Method	Path	Auth	Description
GET	/api/{fingerprint}/export	JWT	Export all entries as .tar.gz
POST	/api/{fingerprint}/import	JWT	Import password store (JSON or .tar.gz)

Git Sync

Method	Path	Auth	Description
GET	/api/{fingerprint}/git/status	JWT	Get git sync status
GET	/api/{fingerprint}/git/config	JWT	Get git configuration
POST	/api/{fingerprint}/git/config	JWT	Configure git sync
POST	/api/{fingerprint}/git/session	JWT	Set git token for current session
POST	/api/{fingerprint}/git/push	JWT	Manual push to remote (force overwrite)
POST	/api/{fingerprint}/git/pull	JWT	Manual pull from remote (fresh clone)
POST	/api/{fingerprint}/git/toggle-sync	JWT	Enable/disable git sync
GET	/api/{fingerprint}/git/log	JWT	Get sync operation history (last 50)

System

Method	Path	Auth	Description
GET	/api/health	No	Health check
GET	/api/version	No	Get server version

🔒 Security Model

• Private keys never leave the browser — Stored AES-wrapped in IndexedDB
• Server stores only PGP-encrypted blobs — Database leak reveals nothing
• Password validates locally first — Wrong password fails before network call
• 5-minute sessions — JWT expiry enforced server-side
• PGP key auto-lock — Private key automatically locked after 30s of inactivity (hardcoded in frontend/src/lib/session.ts)
• CORS locked to specific origins via CORS_ORIGINS env var
• All traffic over HTTPS required in production
• Rate limiting on authentication endpoints (sliding window, 5 attempts / 15 min default)
• Registration protection with TOTP-based codes (optional, configurable)

Reporting Vulnerabilities

Please do not open public issues for security vulnerabilities.
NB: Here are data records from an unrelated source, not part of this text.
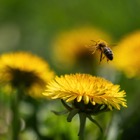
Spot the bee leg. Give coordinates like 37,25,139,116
100,51,103,62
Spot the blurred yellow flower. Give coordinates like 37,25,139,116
52,27,111,68
113,31,140,78
0,52,54,97
43,74,127,110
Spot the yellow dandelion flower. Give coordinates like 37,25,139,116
0,52,54,97
52,27,111,68
113,31,140,78
43,74,127,110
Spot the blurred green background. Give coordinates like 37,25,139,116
0,0,140,140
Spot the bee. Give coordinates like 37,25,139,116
88,40,113,62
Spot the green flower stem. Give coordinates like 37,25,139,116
11,90,20,140
78,112,87,140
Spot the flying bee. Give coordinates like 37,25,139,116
88,40,113,62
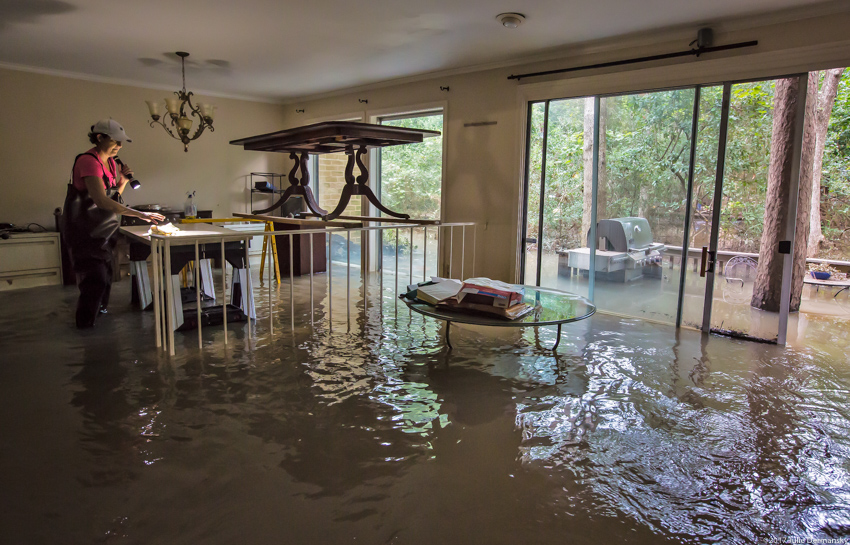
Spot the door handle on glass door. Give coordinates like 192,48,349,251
699,246,715,277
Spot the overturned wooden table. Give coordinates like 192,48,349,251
230,121,440,221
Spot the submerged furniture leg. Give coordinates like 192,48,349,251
552,324,561,352
221,238,227,344
195,240,204,348
163,240,174,356
152,240,162,348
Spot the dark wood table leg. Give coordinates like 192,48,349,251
322,146,410,221
251,152,328,216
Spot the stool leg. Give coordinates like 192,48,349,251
260,222,269,278
266,222,280,284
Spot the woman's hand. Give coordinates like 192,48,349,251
121,162,133,182
138,212,165,223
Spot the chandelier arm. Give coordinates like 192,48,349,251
150,119,180,140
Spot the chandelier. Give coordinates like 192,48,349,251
145,51,215,152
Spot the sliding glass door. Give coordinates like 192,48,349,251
521,77,805,342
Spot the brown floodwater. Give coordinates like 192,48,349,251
0,270,850,545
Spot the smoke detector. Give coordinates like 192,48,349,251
496,13,525,28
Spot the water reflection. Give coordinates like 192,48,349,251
0,276,850,544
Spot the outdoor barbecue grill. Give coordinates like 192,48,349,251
558,218,664,282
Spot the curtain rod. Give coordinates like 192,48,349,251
508,40,758,80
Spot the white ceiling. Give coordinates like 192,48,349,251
0,0,846,101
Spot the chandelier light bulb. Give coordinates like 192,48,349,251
496,13,525,28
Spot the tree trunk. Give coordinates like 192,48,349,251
790,74,818,312
750,78,813,312
581,97,608,246
806,68,844,257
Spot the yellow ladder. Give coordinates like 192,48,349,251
260,221,280,284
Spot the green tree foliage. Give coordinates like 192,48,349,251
821,70,850,260
381,115,443,220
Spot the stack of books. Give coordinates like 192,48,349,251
411,278,534,320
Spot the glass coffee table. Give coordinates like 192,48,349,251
402,286,596,352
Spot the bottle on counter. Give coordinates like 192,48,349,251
183,191,198,218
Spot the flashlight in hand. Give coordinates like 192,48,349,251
115,157,142,189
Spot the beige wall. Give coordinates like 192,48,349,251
284,3,850,281
0,69,284,229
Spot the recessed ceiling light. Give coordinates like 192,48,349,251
496,13,525,28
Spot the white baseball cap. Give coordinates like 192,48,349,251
91,118,132,142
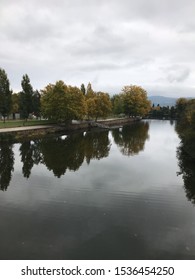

1. Email: Send details to the maintainers privately
2. GitHub: Use private vulnerability reporting

Response Timeline:

• Acknowledgment: Within 48 hours
• Initial Assessment: Within 1 week
• Fix Timeline: Depends on severity (Critical: 24-72h, High: 1-2 weeks, Medium: 2-4 weeks)

⚙️ Environment Variables

See .env.example for all available options with detailed comments.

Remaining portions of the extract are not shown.